Als de reanimatie anders afloopt dan gehoopt
De intensivecareafdeling is mijn vaste plek voor consulten. Ik word gebeld over een 61-jarige man. Tot op heden was hij kerngezond. Gisteravond kreeg hij een hartstilstand. Omstanders hebben hem gereanimeerd. Nu, 36 uur later, wordt hij niet wakker. Aan mij de taak om iets te zeggen over zijn herstelkansen.
Systematisch onderzoek ik hem. Ik controleer of hij geen medicatie meer gebruikt die zijn bewustzijn kan beïnvloeden. Ook controleer ik zijn temperatuur en bloeddruk. Daarna kijk ik naar het functioneren van de hersenstam. Hij ligt aan de beademingsmachine, maar probeert een beetje zelf te ademen. Zijn pupilreflexen zijn aanwezig. Als ik zijn hoofd heen en weer beweeg, bewegen zijn ogen in tegengestelde beweging. Dit alles wijst erop dat de hersenstam het doet.
Daarna onderzoek ik functies van de hersenschors. De hersenschors is onmisbaar voor nadenken, spreken en het beleven van emoties. Als ik hem pijn doe door te drukken boven de ogen, komt er geen enkele reactie, zelfs niet in de vorm van een snellere polsslag of stijging van de bloeddruk.
Twaalf uur na de reanimatie maken we een elektro-encefalogram (eeg). Ik beoordeel de eeg en zie dat er geen zichtbare activiteit van de hersenschors is.
Aanvullend laat ik nog een zogeheten ”somato sensory evoked potential” (SSEP) doen. Hierbij worden kleine stroomschokjes gegeven bij een zenuw in de pols. Normaal komen deze schokjes aan in de hersenschors. Bij onze patiënt is dat niet het geval.
Vegetatieve toestand
Uit de resultaten concludeer ik dat de kans op overlijden of een zogeheten definitieve vegetatieve toestand meer dan 99 procent is. Een definitief vegetatieve toestand betekent dat iemand niet kan nadenken, niet kan communiceren en zich niet bewust is van zijn omgeving. Met deze informatie zal de ic-arts het gesprek met de familie aangaan met het voorstel om de behandeling te stoppen.
Later die dag belt de ic-arts mij om samen met de familie een gesprek te hebben. De familie geeft aan de behandeling niet te willen staken, omdat er geen 100 procent zekerheid op overlijden is én omdat ze voortleven in een vegetatieve toestand geen reden vindt om te stoppen met de behandeling.
Na een tweede gesprek besluiten we de patiënt door te behandelen en zo de wens van de familie te honoreren. Na enkele dagen wordt de patiënt overgeplaatst naar een verpleeghuis. Daar overlijdt hij vier weken later aan een longontsteking.

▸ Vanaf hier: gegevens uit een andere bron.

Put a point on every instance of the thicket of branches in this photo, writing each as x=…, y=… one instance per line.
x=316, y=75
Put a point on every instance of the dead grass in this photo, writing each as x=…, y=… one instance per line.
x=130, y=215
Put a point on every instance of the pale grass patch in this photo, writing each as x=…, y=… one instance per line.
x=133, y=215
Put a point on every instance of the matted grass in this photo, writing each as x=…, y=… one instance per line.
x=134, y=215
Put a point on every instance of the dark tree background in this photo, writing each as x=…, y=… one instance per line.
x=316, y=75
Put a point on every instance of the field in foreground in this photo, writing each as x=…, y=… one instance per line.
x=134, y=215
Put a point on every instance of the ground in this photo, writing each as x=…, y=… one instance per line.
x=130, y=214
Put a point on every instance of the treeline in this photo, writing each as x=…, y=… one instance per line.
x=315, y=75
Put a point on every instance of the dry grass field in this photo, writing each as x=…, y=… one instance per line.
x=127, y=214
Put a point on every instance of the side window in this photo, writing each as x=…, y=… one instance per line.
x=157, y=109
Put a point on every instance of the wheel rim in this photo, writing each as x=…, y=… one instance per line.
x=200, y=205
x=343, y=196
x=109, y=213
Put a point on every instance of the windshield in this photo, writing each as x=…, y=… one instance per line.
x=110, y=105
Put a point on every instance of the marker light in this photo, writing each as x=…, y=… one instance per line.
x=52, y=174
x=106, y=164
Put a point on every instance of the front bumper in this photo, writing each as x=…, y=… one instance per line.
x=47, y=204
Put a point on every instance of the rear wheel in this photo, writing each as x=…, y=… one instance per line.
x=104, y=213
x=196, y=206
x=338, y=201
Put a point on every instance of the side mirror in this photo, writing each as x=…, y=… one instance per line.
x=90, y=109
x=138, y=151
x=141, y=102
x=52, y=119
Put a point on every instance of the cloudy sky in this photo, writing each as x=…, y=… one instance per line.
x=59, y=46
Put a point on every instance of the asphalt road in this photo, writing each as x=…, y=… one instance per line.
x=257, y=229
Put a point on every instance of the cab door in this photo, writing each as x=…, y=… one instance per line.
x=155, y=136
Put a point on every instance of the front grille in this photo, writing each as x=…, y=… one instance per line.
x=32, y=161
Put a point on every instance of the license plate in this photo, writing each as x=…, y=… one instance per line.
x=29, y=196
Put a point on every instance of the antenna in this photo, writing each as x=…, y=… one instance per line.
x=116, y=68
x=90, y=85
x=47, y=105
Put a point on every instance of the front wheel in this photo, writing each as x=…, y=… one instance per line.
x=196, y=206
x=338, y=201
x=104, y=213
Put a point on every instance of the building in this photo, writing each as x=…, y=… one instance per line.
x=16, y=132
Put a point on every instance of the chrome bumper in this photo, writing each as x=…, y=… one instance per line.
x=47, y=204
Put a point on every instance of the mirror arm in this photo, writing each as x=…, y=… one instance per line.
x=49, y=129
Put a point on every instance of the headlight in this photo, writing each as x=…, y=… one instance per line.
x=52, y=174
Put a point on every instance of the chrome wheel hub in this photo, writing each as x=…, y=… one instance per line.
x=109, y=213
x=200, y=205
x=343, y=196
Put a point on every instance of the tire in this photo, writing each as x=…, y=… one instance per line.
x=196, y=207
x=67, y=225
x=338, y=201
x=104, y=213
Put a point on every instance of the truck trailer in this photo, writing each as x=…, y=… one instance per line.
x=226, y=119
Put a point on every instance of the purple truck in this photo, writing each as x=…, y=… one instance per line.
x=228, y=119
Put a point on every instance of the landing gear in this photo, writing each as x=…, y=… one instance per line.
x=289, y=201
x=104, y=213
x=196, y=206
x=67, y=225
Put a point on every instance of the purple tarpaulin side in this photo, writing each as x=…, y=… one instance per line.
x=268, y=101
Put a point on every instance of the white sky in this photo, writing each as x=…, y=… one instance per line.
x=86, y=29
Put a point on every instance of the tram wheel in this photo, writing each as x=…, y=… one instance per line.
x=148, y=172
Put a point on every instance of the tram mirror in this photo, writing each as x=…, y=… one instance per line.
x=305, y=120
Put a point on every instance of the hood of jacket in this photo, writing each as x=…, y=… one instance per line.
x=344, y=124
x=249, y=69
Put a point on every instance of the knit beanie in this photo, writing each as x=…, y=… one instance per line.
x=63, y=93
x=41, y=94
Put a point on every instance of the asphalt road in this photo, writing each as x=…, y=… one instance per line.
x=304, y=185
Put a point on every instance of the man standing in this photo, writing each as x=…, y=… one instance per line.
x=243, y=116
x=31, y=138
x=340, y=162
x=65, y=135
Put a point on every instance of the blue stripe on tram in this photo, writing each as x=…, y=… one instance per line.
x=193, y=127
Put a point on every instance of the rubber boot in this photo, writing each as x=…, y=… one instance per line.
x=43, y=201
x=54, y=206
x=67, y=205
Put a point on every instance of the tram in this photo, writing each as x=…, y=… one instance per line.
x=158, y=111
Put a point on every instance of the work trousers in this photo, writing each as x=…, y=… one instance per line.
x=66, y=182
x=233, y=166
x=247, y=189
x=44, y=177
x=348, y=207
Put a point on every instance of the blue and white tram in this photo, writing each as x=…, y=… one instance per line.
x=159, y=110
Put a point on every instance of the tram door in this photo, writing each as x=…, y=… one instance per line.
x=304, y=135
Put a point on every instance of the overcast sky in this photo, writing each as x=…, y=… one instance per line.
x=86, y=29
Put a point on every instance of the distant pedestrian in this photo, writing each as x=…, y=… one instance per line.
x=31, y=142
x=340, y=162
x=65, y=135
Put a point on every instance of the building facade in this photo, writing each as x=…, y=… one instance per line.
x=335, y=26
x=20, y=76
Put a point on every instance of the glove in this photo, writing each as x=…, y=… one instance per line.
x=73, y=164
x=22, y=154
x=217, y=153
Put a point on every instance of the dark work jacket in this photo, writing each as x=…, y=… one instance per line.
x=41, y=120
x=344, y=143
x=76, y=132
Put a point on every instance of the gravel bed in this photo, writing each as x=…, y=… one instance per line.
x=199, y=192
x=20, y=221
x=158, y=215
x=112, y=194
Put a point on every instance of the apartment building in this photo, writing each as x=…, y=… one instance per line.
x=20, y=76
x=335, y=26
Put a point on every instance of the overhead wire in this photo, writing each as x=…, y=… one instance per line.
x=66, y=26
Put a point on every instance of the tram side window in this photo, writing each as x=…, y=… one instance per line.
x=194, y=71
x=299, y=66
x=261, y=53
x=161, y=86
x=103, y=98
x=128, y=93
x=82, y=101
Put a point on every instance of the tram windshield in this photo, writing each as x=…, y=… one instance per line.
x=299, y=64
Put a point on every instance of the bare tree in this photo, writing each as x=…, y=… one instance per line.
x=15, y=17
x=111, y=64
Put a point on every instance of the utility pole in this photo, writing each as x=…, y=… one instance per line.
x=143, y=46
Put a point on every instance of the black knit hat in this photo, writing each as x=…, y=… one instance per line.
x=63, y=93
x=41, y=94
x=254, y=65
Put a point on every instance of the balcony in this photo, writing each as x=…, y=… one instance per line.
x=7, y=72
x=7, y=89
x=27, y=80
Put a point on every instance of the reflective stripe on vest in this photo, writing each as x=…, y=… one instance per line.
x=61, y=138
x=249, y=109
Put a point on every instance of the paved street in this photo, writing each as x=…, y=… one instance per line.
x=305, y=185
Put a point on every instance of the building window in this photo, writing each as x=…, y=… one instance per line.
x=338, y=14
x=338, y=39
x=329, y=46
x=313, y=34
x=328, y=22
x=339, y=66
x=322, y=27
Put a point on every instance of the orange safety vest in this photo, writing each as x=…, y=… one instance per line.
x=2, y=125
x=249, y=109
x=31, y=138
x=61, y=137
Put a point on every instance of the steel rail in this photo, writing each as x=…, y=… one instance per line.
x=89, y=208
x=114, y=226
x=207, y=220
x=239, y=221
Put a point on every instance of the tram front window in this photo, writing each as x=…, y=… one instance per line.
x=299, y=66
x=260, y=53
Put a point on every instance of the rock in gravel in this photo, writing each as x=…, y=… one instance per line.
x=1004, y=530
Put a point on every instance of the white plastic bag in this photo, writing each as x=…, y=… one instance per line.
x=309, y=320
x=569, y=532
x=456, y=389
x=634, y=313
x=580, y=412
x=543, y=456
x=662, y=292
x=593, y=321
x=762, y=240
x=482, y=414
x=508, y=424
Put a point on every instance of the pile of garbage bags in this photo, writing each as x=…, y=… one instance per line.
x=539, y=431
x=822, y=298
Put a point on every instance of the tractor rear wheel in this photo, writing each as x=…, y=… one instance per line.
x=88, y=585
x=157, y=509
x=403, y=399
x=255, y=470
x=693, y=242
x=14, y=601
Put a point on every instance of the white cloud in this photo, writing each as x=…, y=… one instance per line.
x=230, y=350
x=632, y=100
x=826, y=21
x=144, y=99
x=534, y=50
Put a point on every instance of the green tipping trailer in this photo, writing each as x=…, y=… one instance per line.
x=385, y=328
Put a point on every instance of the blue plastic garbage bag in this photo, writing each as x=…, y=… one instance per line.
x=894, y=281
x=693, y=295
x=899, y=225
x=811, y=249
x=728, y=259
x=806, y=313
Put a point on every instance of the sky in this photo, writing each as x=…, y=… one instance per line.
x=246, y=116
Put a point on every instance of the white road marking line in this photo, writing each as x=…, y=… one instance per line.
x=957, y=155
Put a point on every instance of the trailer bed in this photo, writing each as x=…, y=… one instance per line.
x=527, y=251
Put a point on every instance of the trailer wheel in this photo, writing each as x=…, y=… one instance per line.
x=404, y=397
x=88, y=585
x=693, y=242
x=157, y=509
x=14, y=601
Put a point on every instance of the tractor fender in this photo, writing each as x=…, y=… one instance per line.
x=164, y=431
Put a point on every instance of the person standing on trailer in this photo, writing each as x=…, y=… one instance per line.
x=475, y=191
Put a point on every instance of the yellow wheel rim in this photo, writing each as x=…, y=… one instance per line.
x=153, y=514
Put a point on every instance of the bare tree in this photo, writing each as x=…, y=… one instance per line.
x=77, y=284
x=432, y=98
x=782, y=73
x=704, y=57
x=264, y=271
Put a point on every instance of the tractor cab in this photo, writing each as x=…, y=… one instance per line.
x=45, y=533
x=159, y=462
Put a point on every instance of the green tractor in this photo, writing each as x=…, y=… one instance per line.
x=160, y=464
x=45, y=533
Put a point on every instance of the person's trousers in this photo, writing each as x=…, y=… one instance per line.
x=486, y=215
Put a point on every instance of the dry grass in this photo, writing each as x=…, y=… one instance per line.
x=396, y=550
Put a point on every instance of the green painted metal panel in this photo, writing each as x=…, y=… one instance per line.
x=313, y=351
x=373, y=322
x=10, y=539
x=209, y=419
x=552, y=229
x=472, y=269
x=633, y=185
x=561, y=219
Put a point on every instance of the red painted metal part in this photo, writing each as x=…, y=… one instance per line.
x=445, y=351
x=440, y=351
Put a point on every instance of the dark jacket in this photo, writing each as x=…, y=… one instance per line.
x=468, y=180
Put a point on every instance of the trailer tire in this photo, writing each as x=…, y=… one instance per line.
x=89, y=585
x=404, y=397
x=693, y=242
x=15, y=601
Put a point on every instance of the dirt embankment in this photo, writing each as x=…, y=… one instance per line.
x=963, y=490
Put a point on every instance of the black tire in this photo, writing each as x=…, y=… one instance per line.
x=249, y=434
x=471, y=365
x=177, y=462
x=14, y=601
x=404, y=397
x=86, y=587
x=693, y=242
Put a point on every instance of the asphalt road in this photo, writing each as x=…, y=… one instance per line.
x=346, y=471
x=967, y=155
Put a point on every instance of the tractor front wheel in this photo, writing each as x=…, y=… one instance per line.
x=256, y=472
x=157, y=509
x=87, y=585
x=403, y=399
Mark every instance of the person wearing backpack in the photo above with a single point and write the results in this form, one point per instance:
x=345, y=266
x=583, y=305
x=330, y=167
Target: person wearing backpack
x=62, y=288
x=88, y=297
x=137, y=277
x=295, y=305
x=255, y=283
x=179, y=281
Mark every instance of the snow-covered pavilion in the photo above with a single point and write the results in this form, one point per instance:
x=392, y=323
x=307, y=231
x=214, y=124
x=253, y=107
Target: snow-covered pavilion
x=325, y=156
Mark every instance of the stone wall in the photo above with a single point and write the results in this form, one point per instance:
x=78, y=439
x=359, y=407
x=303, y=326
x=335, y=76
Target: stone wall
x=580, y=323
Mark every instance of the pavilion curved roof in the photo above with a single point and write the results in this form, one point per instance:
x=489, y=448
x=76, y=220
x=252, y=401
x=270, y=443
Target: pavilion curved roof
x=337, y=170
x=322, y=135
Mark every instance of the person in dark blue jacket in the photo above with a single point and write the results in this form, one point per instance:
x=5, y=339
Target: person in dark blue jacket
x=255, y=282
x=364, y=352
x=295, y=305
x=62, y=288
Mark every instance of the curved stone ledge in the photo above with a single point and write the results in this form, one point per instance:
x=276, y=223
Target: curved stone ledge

Dankzij reanimatie worden duizenden levens per jaar gered. Ondanks reanimatie overlijdt een deel van de patiënten toch of ontstaat er hersenletsel met coma.
Bij beoordeling van hersenletsel na reanimatie is algemeen geaccepteerd dat de behandeling wordt gestopt als de kans op herstel minder dan 1 procent is. Wanneer dit op bezwaren bij de familie stuit, moeten we op zoek gaan naar een geschikte oplossing. Juist de familie moet later op deze verdrietige periode kunnen terugkijken met het gevoel dat alle mogelijkheden geprobeerd zijn.
De auteur is neuroloog bij het Albert Schweitzer ziekenhuis.